BİR HÜZÜN VAR İÇİMDE BİR DE ÜMİT..

       Zaman nasıl da geçmiş.Aylar olmuş yazmayalı.Ama öyle bir şey ki bu.Yazmak istemiyor insan.Yazmak istediği zaman ise aksilikler oluyor.Genelde iş yerimden takip ediyordum blogumu ve blog dostlarımı.Ama ne yazık ki bazı siteleri yasaklarken bilgi işlemci arkadaşım blogspotu da yasakladı.Neymiş efendim otomatik olarak veriliyormuş kelimeler.Sistem kendisi yasaklıyormuş.Bende hazır tatilde evdeyken bir uğrayıvereyim dedim.Biz neler yapıyoruz kısaca anlatayım.Artık 4,5 yaşıdayız.Önümüzdeki eğitim döneminde anasınıfına başlıyoruz.Ondan sonraki yıl ise ilkokul.Nasıl olacak ne olacak bilmediğimiz için bekleyip göreceğiz.Anasınıfı olarak yine kreşe devam edeceğiz.Hiç olmassa bir yıl daha büyürüz diye düşünüyorum.Kızlar iyice büyüdü.Her şey hakkında yorum ve fikir sahibiler.Muhteşem bir sohbet durumu var aralarında, aramızda.Ben genel anlamda evde avaz avaz bağıran bir tip görüntüsü çizsemde kızlarımla gurur duyuyorum.Ve sürekli pişmanlıklar içinde yatağıma giriyorum.Belki saatlerce keşke bağırmasaydım, keşke biraz daha ilgilenseydim modunda uykuya dalıyorum.Ama elimde değil o kadar tahammülsüzüm ki.Sinirlerim de çok gergin.Ama bunlar mazeret değil tabiki.Ben bu çocukları doğurduysam onlara mümkün olduğunca iyi ve aklı başında davranmalıyım.

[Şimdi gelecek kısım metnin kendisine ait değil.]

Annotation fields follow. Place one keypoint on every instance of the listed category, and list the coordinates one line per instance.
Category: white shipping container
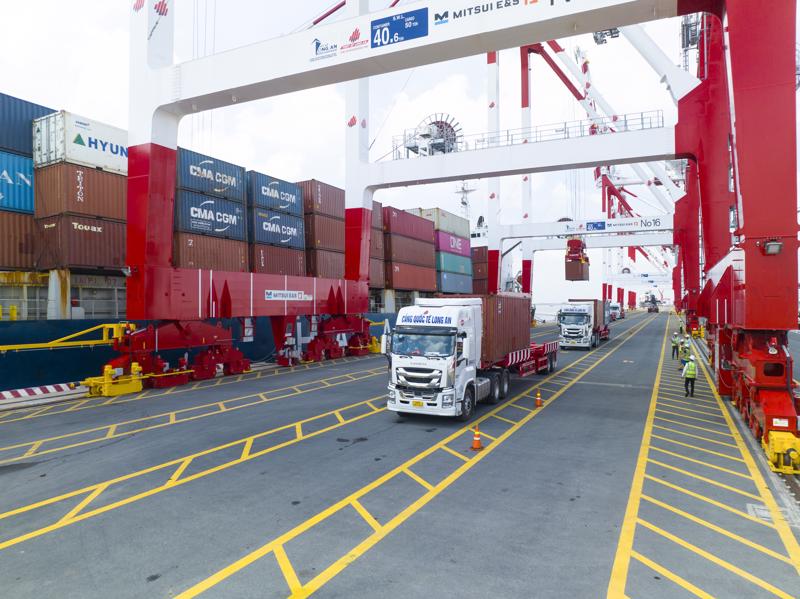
(67, 137)
(444, 221)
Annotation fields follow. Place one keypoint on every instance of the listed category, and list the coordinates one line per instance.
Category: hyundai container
(16, 183)
(276, 228)
(16, 124)
(207, 215)
(274, 260)
(67, 137)
(77, 189)
(268, 192)
(209, 253)
(210, 176)
(72, 241)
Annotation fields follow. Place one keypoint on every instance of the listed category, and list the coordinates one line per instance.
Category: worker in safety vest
(689, 376)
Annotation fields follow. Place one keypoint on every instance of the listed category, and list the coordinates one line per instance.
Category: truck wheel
(468, 406)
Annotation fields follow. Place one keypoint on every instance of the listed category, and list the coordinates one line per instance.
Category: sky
(74, 56)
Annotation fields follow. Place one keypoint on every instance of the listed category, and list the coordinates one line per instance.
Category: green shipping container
(452, 263)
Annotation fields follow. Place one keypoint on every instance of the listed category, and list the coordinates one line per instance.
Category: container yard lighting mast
(750, 294)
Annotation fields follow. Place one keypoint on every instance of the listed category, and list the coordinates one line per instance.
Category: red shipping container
(410, 277)
(274, 260)
(209, 253)
(409, 251)
(377, 274)
(324, 264)
(71, 241)
(18, 241)
(68, 188)
(321, 198)
(403, 223)
(324, 232)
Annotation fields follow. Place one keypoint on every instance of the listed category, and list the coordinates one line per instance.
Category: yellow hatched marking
(716, 560)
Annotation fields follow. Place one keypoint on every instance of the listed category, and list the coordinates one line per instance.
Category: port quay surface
(299, 482)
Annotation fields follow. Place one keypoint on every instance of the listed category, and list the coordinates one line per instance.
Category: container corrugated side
(274, 194)
(276, 228)
(324, 232)
(210, 176)
(71, 241)
(67, 137)
(16, 183)
(16, 123)
(274, 260)
(17, 241)
(209, 253)
(77, 189)
(207, 215)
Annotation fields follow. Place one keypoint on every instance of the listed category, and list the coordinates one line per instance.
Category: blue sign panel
(399, 28)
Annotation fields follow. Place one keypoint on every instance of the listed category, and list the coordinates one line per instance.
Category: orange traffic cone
(476, 441)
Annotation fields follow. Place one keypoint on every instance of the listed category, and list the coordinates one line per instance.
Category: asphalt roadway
(300, 482)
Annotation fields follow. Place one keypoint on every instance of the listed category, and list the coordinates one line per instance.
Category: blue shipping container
(207, 215)
(16, 183)
(16, 124)
(210, 176)
(274, 194)
(450, 282)
(277, 228)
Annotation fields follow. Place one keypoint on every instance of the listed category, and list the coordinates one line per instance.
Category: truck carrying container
(67, 137)
(65, 187)
(16, 183)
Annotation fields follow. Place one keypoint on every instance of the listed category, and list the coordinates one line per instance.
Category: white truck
(447, 354)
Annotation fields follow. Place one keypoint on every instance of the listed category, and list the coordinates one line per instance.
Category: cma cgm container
(80, 190)
(17, 241)
(274, 260)
(16, 182)
(268, 192)
(67, 137)
(71, 241)
(206, 215)
(209, 253)
(276, 228)
(207, 175)
(16, 120)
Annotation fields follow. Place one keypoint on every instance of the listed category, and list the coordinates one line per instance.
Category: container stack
(453, 261)
(323, 206)
(80, 189)
(409, 251)
(276, 226)
(480, 270)
(210, 219)
(17, 229)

        Neyse efendim başka neler yapıyoruz.Yüzmeyi neredeyse öğrenecekler.Bu yaz başında kolluk ve simitle başladı yüzme maceramız.Oysa şimdi simiti attık ve sadece kollukla yüzmeye devam ediyoruz.Hemde çocuk havuzuna girdiğimizde "anneeeeeeeee burası çok alçak biz burada yüzemeyiz" diyerek büyüklerin girdiği havuzda atıyoruz kulaçlarımızı.
       Bir haftadır evdeyiz ve sürekli geziyoruz.Önce Ödemiş-Gölcük-Bozdağa gittik.Organik sebze ve meyvelerin tadına baktık.Dalından vişne koparıp yedik.Sonra Bodruma gittik.Bahçeden domates ve biber topladık, mis gibi köy tavuğunun lezzetini hatırladık.Havuza girip eğlendik ve yorulduk, akşamında ise Bodrumun en güzel restoranlarından birinde deniz balığının o muhteşem lezzetini damadığımızda hissettik.Orada yorgunluktan sızdık ve masanın kenarındaki koltuklarda iki kardeş sarılarak uyuduk.Oradan Milasa geçtik.Leyleklerin yuvasını gördük, kaplumbağanın su içmesini, kazların salına salına yürümesini görüp, kazlara ve tavuklara ekmek ve yem atmanın tadını çıkardık.Birde tazecik yeni sağılmış inek sütünün sıcaklığını hissedip mis gibi ev yoğurdu yaptık.Milastan çıkıp Didim'e geçtik.Orada havanın ne kadar sıcak olduğunu hatırlayıp, bu sıcakta insanların deniz kenarında serinlemesini izledik.Ama biz çok sıcak olduğu için denize girmedik, kenarda dondurma yiyip dinlendik.Sonra evimize geldik ve "home sweet home" dedik.















     Önümüzdeki günlerde neler yaparız bilmiyoruz.Nitekim bayram sonrasına kadar evdeyiz.Ara ara yine gelip bir şeyler yazmaya çalışırım.Fotoğraf eklerim falan filan.Hüznüm geçmiyor ama ümidim sonsuz.Çünki kızlarım benim yaşam kaynağım.(Bu da başlığa uygun olsun dedim.Çünki başlıkla alakasız bir yazı olduğunu farkettim.)